Budish says take the 2008 presidential election for example.  He says only 933 voters cast in person ballots early at the Jackson county board of elections.  But he says in Cuyahoga County, more than 54 thousand voters voted in person and early at that board. 

“And by the way, of those 54 thousand early in person in 2008, around 20,000 of those voted in hours that are no longer available thanks to Secretary Husted’s edict.”

The Democrats want early, in person weekend voting on the weekends before the election….hours that have since been wiped out by the Republican dominated Ohio legislature and Husted.  Democratic State Representative Alicia Reese says voters in her district are outraged.

“Citizens have come up to me asking why, as a voter, have I been called lazy? Why, as a voter, have I been called a criminal because I want to go vote? As a voter, why are they making it more difficult because I work two shifts and I want to get to the board of elections to vote but I don’t want to lose my job in the process?  Why in Ohio is the vote under attack?”

Secretary of State Jon Husted says the vote isn’t under attack.

“It is easy to vote.  It is fair to vote.  And it is secure to vote.  And those are the principles we should have intact in any successful election system and I respectfully disagree with their assertion that it isn’t easy to vote in Ohio.”

Husted says voting in 2008 was actually skewed in a way that helped provide unfair opportunities to some voters in some counties.

“In previous elections, counties were allowed to establish days and hours of operation.  It was all left up to them.  But what occurred in some counties had longer hours than others.  I had always acted in a uniform hours in how I was breaking ties.  But it became apparent to me that I needed to take an additional step to expand the principle of uniformity that I’ve been working on as secretary of state.  So now, for the first time ever, we will have a single standard of voting across the state of Ohio.  It will be fair for everybody and how they vote.”

As far as the complaint that some voters might not be able to make it to the polls during the weekday voting hours he’s set, Husted says they don’t have to.

“Well we have weekend voting…it’s just that it’s as home via mail.”

But Democrats say absentee voting by mail is not a substitute for actually being able to go in to elections boards to physically cast a ballot. Representative Reese says many voters in her urban Hamilton county district don’t trust paper ballots…especially after a situation in which the fate of provisional ballots were tied up in court for two years.

“There is a lack of confidence after the issue with provisional ballots.  People feel more comfortable being able to see their votes go into that box that they have seen themselves.”

The Democrats say there’s one more thing to consider.  Kathleen Clyde says efficiencies have been made at local boards of elections since 2008 that will affect the vote.

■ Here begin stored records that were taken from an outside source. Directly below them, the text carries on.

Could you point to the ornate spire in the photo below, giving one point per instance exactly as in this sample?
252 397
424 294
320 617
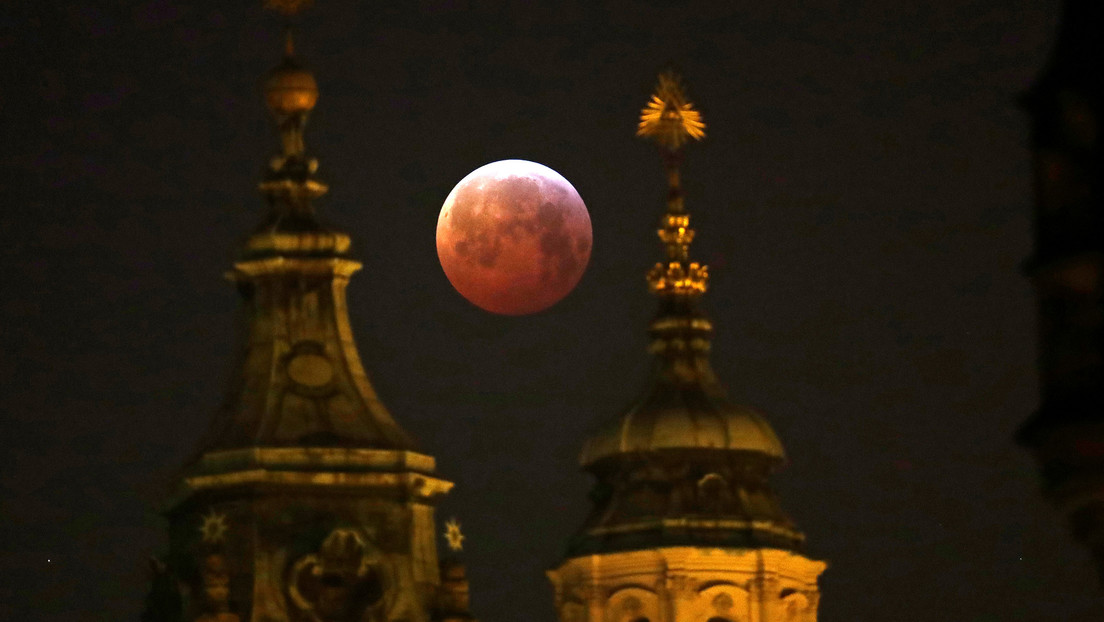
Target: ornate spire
682 434
671 120
290 93
682 506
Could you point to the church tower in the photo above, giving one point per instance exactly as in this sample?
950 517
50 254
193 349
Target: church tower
1067 267
306 501
685 526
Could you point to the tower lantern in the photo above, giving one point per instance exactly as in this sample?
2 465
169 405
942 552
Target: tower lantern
305 501
683 526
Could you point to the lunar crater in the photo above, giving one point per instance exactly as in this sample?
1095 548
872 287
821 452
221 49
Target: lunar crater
513 236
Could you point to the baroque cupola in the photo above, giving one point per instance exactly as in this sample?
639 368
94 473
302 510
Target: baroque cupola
683 454
683 525
305 501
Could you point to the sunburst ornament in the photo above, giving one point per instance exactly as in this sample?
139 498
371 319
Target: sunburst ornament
453 535
214 527
669 117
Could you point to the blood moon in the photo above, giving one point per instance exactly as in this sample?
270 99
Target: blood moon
513 236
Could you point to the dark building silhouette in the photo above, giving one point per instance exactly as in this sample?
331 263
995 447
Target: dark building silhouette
1067 433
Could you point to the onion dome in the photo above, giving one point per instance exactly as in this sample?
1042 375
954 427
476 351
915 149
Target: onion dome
685 406
289 87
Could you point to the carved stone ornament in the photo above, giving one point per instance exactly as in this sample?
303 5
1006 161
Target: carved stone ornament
345 580
723 603
214 593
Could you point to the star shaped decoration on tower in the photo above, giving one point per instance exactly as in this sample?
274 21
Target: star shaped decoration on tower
214 527
453 535
669 117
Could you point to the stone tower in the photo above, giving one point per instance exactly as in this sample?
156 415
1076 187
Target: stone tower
1067 433
683 526
306 501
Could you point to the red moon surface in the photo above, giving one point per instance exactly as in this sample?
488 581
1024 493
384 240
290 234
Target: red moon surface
513 236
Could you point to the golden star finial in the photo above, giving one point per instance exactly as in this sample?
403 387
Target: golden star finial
454 536
214 527
669 117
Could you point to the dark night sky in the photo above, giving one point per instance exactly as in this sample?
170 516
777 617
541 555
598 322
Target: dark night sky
862 199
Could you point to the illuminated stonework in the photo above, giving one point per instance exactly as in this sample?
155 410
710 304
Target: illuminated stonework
688 584
305 501
683 525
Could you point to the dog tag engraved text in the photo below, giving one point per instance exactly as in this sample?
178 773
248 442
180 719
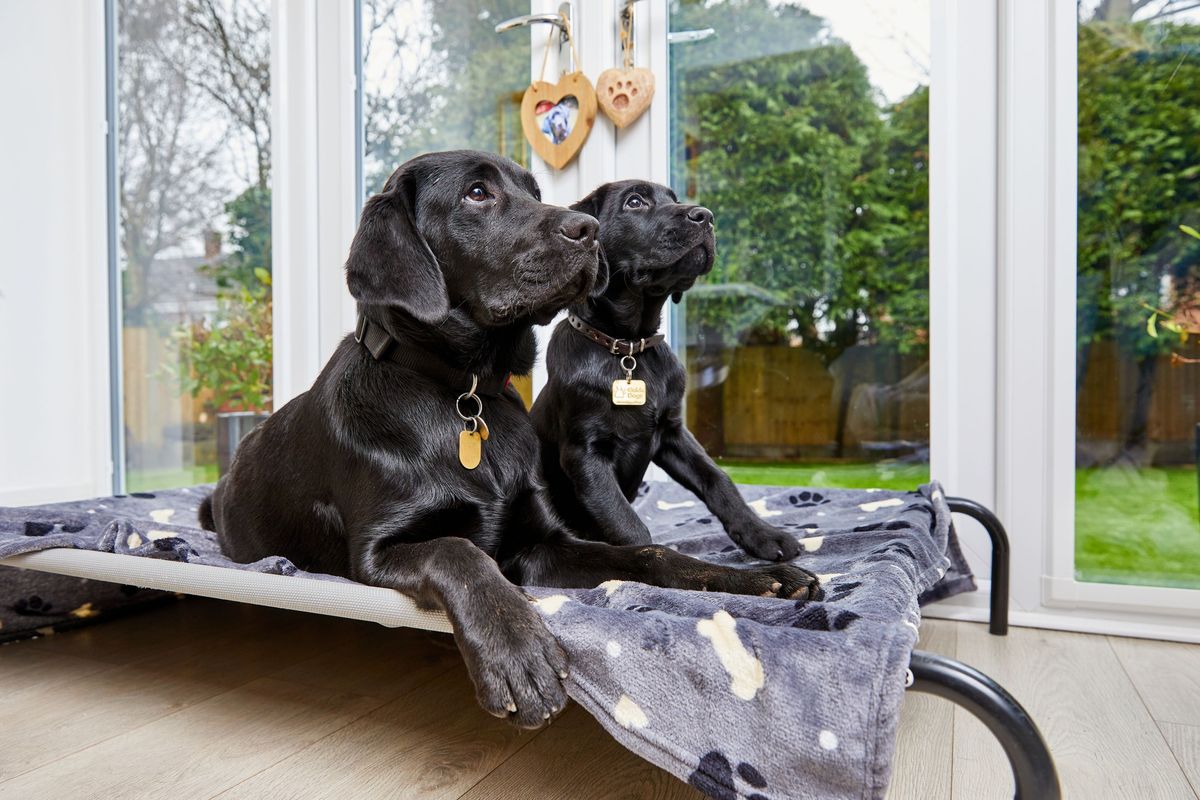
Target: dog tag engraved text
471 449
628 392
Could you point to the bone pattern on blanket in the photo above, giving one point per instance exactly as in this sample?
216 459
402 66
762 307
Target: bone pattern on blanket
739 696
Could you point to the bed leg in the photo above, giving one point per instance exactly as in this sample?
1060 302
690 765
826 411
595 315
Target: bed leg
1033 770
999 613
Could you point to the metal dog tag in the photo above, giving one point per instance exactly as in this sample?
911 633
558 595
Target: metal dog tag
471 449
628 392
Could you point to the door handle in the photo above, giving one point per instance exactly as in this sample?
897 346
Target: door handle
687 36
526 20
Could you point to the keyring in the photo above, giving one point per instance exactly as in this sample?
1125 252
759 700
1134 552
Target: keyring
479 405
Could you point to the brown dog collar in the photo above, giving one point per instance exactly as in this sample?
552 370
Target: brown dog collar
611 343
383 347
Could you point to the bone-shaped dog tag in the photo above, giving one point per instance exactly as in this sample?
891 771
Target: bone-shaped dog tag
628 392
471 449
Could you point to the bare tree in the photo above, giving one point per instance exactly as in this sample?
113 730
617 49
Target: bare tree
168 187
231 62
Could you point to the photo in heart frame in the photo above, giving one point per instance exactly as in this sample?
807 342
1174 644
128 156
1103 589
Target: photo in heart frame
557 120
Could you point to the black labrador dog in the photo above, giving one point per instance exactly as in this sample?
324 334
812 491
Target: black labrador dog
412 464
595 447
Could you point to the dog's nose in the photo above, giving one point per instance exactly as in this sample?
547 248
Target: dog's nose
581 228
700 215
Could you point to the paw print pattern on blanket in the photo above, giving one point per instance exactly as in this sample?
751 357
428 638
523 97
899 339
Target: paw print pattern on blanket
714 777
684 661
808 499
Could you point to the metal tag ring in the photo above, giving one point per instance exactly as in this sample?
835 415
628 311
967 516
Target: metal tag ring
457 405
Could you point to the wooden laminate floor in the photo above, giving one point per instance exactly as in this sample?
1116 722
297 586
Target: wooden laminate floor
210 699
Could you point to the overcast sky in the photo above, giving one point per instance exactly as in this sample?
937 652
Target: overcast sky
889 36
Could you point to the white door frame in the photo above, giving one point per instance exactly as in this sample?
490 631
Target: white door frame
313 184
1038 295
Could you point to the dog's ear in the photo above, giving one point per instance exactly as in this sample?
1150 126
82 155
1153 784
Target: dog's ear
390 263
592 203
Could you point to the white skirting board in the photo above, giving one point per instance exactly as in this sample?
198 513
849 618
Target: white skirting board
387 607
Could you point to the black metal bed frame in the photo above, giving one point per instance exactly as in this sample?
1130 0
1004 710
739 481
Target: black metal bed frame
1033 770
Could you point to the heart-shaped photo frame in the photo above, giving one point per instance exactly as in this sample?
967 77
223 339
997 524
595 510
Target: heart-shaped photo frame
557 118
624 95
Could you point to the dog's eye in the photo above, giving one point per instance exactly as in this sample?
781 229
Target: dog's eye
478 193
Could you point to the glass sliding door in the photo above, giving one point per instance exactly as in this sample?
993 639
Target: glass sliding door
804 126
1138 313
195 227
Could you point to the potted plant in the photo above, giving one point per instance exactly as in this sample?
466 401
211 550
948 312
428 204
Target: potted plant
228 359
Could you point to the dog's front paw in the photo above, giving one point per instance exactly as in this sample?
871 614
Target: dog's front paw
766 542
785 581
516 665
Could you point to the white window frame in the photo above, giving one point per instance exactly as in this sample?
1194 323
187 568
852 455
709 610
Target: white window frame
1036 467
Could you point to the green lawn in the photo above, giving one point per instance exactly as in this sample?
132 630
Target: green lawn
148 480
1138 525
1133 525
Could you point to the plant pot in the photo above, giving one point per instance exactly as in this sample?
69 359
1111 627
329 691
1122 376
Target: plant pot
232 428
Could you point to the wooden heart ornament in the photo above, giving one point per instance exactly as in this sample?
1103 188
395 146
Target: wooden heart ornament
557 118
624 94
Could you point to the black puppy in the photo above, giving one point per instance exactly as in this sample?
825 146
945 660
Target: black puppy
595 447
382 471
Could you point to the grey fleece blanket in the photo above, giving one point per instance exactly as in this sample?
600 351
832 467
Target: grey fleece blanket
742 697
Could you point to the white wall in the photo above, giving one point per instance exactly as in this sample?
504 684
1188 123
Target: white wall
54 422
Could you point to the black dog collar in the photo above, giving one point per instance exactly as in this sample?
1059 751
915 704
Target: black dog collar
383 347
611 343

“We’ve consolidated a lot of precincts because we’ve had such early voting so we have a potential problem on Election Day with fewer opportunities to cast a vote.  We have limited hours on early voting.  And now we have these urban boards that used to provide postage to mail in their ballots are no longer allowed to do that.”

Clyde notes young voters are often not accustomed to using the postal service for anything.  And she says postage on the oversized ballot envelopes could prove costly enough to discourage very low income voters.